How to identify trends & seasonality in time series data in R

This article will walk through how to identify if your time series data has trend or seasonality. First, lets define trend and seasonality.

What is trend? Trend in time series data is a specific pattern which in which observations are either increasing or decreasing over time. Trends can constantly change. If you work for an e-commerce site and want to know if sales are improving

What is seasonality? Seasonality in time series data makes forecasting more complex. One reason is that seasonality makes it difficult to understand trends in your data. For your e-commerce site, if you want to understand if sales are improving, periods of high shopping during Christmas can obscure how well or poorly the business is doing.

Before we dig in, let’s review three core concepts when talking about forecasting in time series data.
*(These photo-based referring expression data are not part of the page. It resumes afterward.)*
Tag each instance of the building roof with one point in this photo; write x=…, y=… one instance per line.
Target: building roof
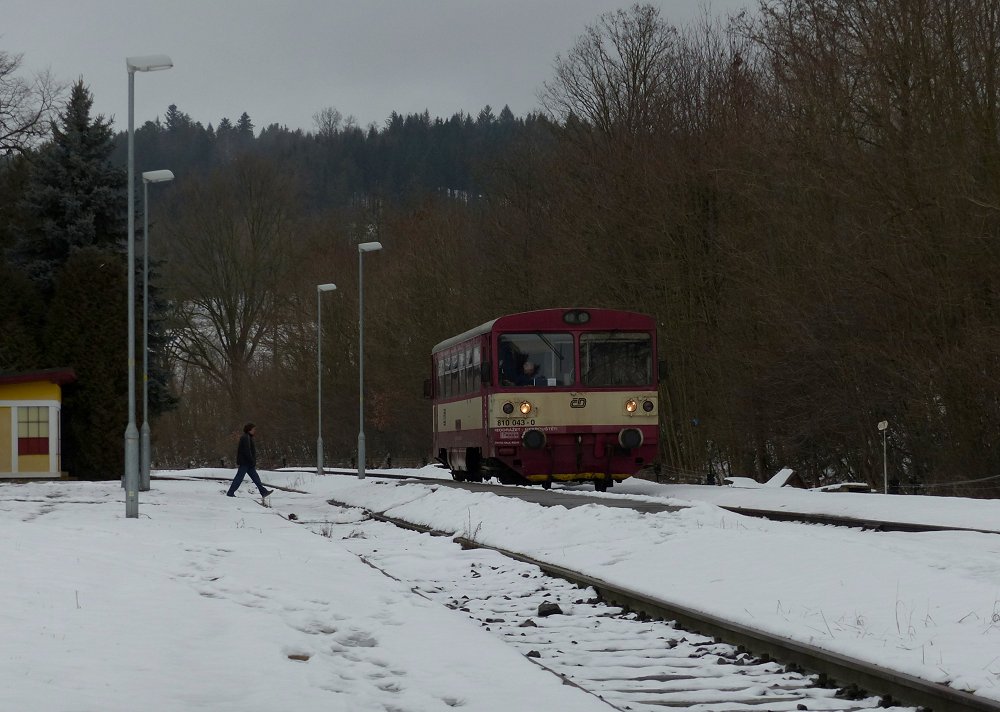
x=60, y=376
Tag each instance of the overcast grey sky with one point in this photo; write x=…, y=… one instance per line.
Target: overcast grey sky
x=281, y=62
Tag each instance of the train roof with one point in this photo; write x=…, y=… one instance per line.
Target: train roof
x=554, y=319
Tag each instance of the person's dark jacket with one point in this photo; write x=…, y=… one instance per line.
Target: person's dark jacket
x=246, y=453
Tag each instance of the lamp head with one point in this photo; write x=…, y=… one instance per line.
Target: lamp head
x=157, y=176
x=148, y=63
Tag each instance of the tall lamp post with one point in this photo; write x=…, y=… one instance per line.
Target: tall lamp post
x=362, y=249
x=144, y=450
x=149, y=63
x=320, y=288
x=883, y=425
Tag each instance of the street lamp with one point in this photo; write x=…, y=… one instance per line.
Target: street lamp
x=150, y=63
x=362, y=249
x=882, y=426
x=320, y=288
x=144, y=450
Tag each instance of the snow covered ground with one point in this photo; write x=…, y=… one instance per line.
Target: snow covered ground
x=207, y=602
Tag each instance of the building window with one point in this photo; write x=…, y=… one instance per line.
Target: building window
x=33, y=430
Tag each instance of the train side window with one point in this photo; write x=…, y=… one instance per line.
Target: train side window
x=470, y=373
x=453, y=387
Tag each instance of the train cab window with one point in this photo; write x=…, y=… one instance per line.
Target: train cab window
x=550, y=356
x=616, y=359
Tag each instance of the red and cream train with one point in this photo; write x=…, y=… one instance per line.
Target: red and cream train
x=561, y=395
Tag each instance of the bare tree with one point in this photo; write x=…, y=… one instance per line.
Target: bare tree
x=616, y=74
x=27, y=106
x=232, y=252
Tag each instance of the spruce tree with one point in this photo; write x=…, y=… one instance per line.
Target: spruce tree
x=75, y=197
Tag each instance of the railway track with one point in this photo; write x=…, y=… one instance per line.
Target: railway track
x=555, y=497
x=634, y=652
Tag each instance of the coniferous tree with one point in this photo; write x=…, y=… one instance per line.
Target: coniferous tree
x=75, y=197
x=86, y=330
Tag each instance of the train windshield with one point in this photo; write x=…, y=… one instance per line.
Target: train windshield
x=616, y=359
x=536, y=359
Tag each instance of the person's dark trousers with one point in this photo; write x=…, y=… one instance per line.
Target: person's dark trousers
x=241, y=471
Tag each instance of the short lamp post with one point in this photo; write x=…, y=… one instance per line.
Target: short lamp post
x=320, y=288
x=146, y=457
x=362, y=249
x=883, y=425
x=150, y=63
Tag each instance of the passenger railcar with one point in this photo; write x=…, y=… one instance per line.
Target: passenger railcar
x=549, y=395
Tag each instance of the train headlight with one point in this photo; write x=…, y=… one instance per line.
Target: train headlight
x=630, y=438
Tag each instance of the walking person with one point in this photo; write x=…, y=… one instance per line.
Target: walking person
x=246, y=462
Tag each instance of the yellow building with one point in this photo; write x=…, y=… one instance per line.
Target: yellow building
x=30, y=433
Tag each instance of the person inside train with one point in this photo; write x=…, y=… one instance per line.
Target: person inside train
x=531, y=375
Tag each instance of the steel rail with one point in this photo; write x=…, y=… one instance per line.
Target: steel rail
x=845, y=671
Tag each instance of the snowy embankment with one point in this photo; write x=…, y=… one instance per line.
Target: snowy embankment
x=925, y=604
base: the best estimate of the level (in this case sales) without seasonality or other fluctuations
trend: the rate of increase (e.g. for monthly sales data, this would be the monthly rate of increase)
seasonal: the expected change based on the season that is either higher or lower than the mean level

What we want to do is the estimate the base level (#1) of our data without trend (#2) and without seasonality (#3). Then we determine what is the rate of increase with trend (monthly rate of increase) + seasonality (sales are increased or decreased from the mean level based on the season).

Essentially when we build a forecast model, we are breaking down the time series patterns into it’s individual components (base, trend, & seasonality) and we use this to build our forecast equation.

Set up environment

# Install pacman if needed
if (!require("pacman")) install.packages("pacman")

## Loading required package: pacman

# load packages
pacman::p_load(pacman,
  tidyverse, openxlsx, forecast, modeltime, parsnip, rsample, timetk, xts, tidyquant, feasts, prophet)

Data Import

#Read Excel Spreadsheet
retail <- read_csv("https://raw.githubusercontent.com/PacktPublishing/Forecasting-Time-Series-Data-with-Facebook-Prophet/main/data/online_retail.csv")

## Rows: 1104 Columns: 2

## ── Column specification ────────────────────────────────────────────────────────
## Delimiter: ","
## dbl  (1): total sales
## date (1): date

## 
## ℹ Use `spec()` to retrieve the full column specification for this data.
## ℹ Specify the column types or set `show_col_types = FALSE` to quiet this message.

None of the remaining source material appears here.